Em nenhuma das matérias foi mencionada a raça das vítimas, mas meia dúzia de pessoas mandaram e-mails ou telefonaram para o jornal a fim de expressar espanto e, em alguns casos, fúria, pelo contraste dos homicídios que os leitores assumiram ser de um homem branco em Mount Pleasant e o de um negro em Barnaby Terrace – o que foi confirmado depois, como conta o ombudsman do jornal, Michael Getler [25/9/05].
Um leitor mandou um e-mail para dizer que o jornal ‘comprovou, embora inadvertidamente, o racismo inerente na sociedade’. Um outro telefonou para expressar seu desgosto em relação ao caso. Os comentários são duros para qualquer jornal, e em especial para o Post, que é publicado em uma cidade predominantemente negra e que tem uma das redações mais diversificadas racialmente entre os maiores jornais dos EUA, principalmente na seção Metro.
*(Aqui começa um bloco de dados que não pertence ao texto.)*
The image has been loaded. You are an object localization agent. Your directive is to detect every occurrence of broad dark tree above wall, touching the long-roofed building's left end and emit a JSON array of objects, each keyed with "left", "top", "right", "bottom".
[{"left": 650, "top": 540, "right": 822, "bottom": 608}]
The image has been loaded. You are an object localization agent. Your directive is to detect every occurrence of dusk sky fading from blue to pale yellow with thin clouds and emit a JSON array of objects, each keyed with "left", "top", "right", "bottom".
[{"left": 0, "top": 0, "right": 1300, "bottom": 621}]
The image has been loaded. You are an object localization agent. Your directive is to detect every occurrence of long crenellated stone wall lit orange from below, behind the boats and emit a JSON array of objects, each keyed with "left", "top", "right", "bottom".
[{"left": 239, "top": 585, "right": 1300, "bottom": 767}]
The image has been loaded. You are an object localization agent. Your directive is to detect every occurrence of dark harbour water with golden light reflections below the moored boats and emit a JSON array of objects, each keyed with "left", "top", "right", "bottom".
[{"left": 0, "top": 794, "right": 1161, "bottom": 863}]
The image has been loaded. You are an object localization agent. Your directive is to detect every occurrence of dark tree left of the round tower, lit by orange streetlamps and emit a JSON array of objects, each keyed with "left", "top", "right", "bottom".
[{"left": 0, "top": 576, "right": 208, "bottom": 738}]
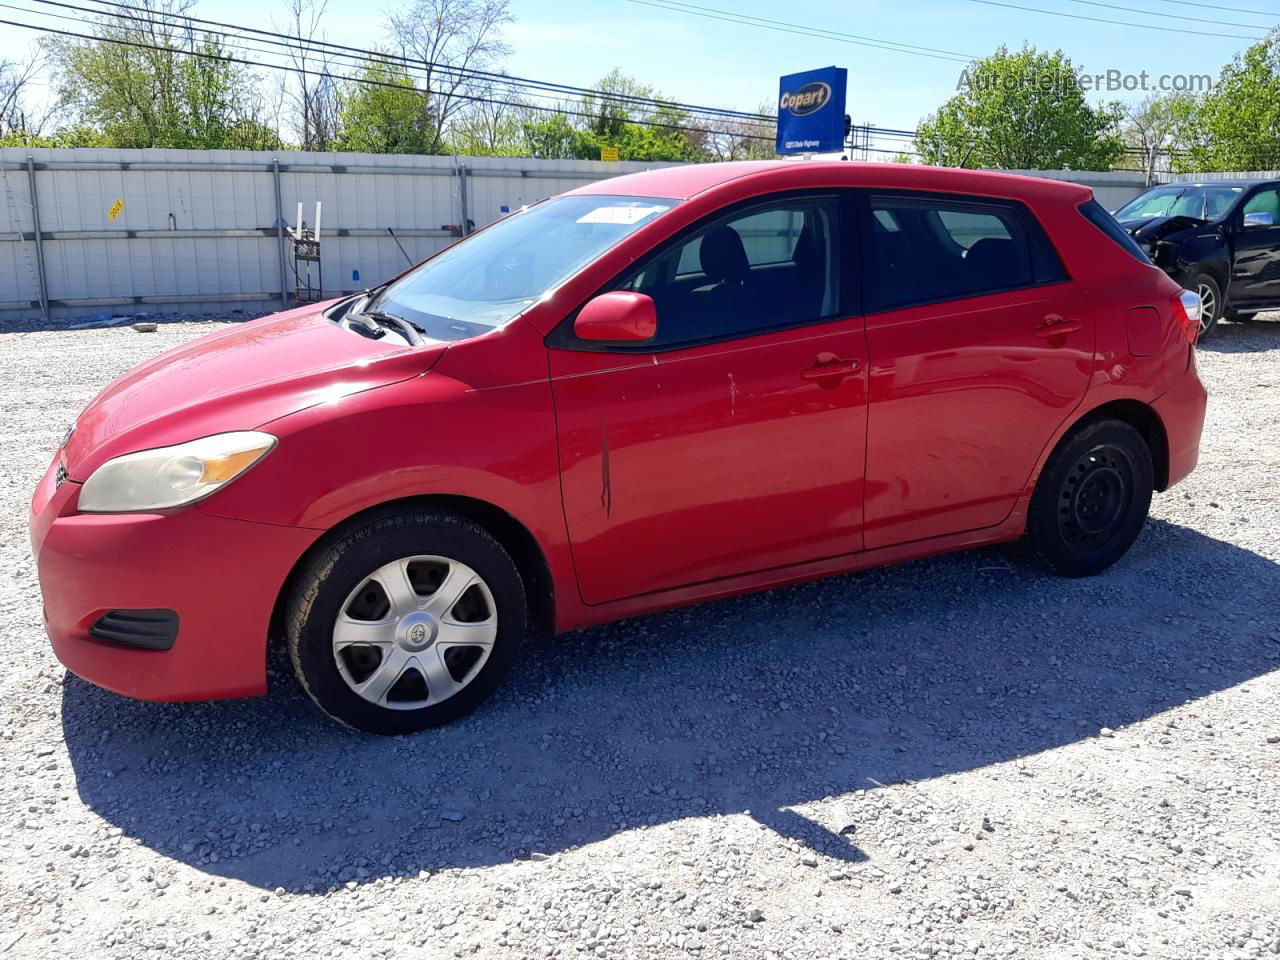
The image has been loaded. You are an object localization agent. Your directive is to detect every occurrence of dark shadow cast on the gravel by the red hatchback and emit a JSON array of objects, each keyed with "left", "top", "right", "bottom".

Na redação, o editor da seção, Robert McCartney, e dois editores de notícias envolvidos nas duas matérias alegam que o caso de Mount Pleasant mereceu mais destaque por dois aspectos relevantes – foi o primeiro homicídio na região em dois anos e pareceu ser um assassinato aleatório de um transeunte. A comunidade ficou muito abalada com o crime e a raça não teve peso algum na decisão. ‘Os repórteres não sabiam inicialmente que a vítima era branca. No mês passado, uma senhora de 46 anos, que era negra, foi morta a tiros e a matéria foi capa da Metro’, afirmou McCartney. Sobre o outro caso, um editor defendeu-se dizendo que a polícia contou sobre o homicídio no sábado à noite, 20 horas depois do acontecido, e não havia muitas informações sobre o caso. Um outro editor afirmou que se a vítima fosse adolescente, eles teriam feito uma investigação mais profunda para ver se teria alguma relação com drogas – como é feito com homicídios de vítimas menores de 17 anos –, mas como a cidade teve 138 homicídios neste ano, não há como escrever uma matéria sobre cada um deles.
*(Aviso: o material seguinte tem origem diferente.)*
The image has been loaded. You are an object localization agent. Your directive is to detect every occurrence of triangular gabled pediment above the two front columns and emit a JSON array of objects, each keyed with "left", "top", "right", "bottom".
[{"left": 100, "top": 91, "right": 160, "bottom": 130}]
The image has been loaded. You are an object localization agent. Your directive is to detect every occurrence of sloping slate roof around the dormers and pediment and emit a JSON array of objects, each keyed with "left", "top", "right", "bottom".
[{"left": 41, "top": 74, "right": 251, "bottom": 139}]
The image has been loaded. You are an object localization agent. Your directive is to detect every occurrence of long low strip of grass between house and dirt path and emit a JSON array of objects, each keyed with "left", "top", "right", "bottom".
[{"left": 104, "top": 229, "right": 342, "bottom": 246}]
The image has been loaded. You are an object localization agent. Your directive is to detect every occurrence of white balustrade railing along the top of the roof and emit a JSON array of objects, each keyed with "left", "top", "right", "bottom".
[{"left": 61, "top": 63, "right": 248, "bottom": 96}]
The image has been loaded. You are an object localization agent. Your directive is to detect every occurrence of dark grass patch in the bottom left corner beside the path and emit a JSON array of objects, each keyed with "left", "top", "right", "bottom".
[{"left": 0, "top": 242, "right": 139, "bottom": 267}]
Getler fica do lado do jornal neste caso. Como leitor, ele acredita que com o que foi apurado pelo jornal no sábado à noite, o homicídio de Mount Pleasant foi uma decisão acertada para a capa do Metro. Além disso, o jornal já colocou várias outras matérias policiais envolvendo não-brancos na primeira página desta seção. Mas também é verdade que há um grande número de assassinatos em áreas predominantemente negras que acabam sendo tratados nas colunas de maneira resumida, que poderiam merecer uma maior cobertura – como aconteceu em um artigo de Kevin Merida, publicado em agosto.
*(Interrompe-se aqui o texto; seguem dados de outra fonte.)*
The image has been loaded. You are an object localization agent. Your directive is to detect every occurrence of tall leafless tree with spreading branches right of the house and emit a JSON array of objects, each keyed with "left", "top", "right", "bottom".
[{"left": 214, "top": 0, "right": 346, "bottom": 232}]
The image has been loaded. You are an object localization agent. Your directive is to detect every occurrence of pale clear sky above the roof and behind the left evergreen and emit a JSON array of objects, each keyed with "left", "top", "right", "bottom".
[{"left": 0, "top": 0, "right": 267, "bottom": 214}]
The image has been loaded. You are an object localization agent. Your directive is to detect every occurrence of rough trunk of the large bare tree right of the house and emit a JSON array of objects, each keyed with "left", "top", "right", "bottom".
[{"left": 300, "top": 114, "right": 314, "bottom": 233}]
Atualmente, não há muitos repórteres ou editores que morem em áreas predominantemente negras. Não são muitos os jornais, incluindo o Post, que têm fontes nestas comunidades que possam ser acessadas perto do horário do fechamento do jornal. Meia dúzia de reclamações não é um número grande. Em algumas ocasiões, o ombudsman afirma receber mais de mil e-mails em sua caixa de mensagens, mas Getler acredita que as reclamações de meia-dúzia de leitores devem ser vistas como um alerta de uma incoerência que merece a devida atenção.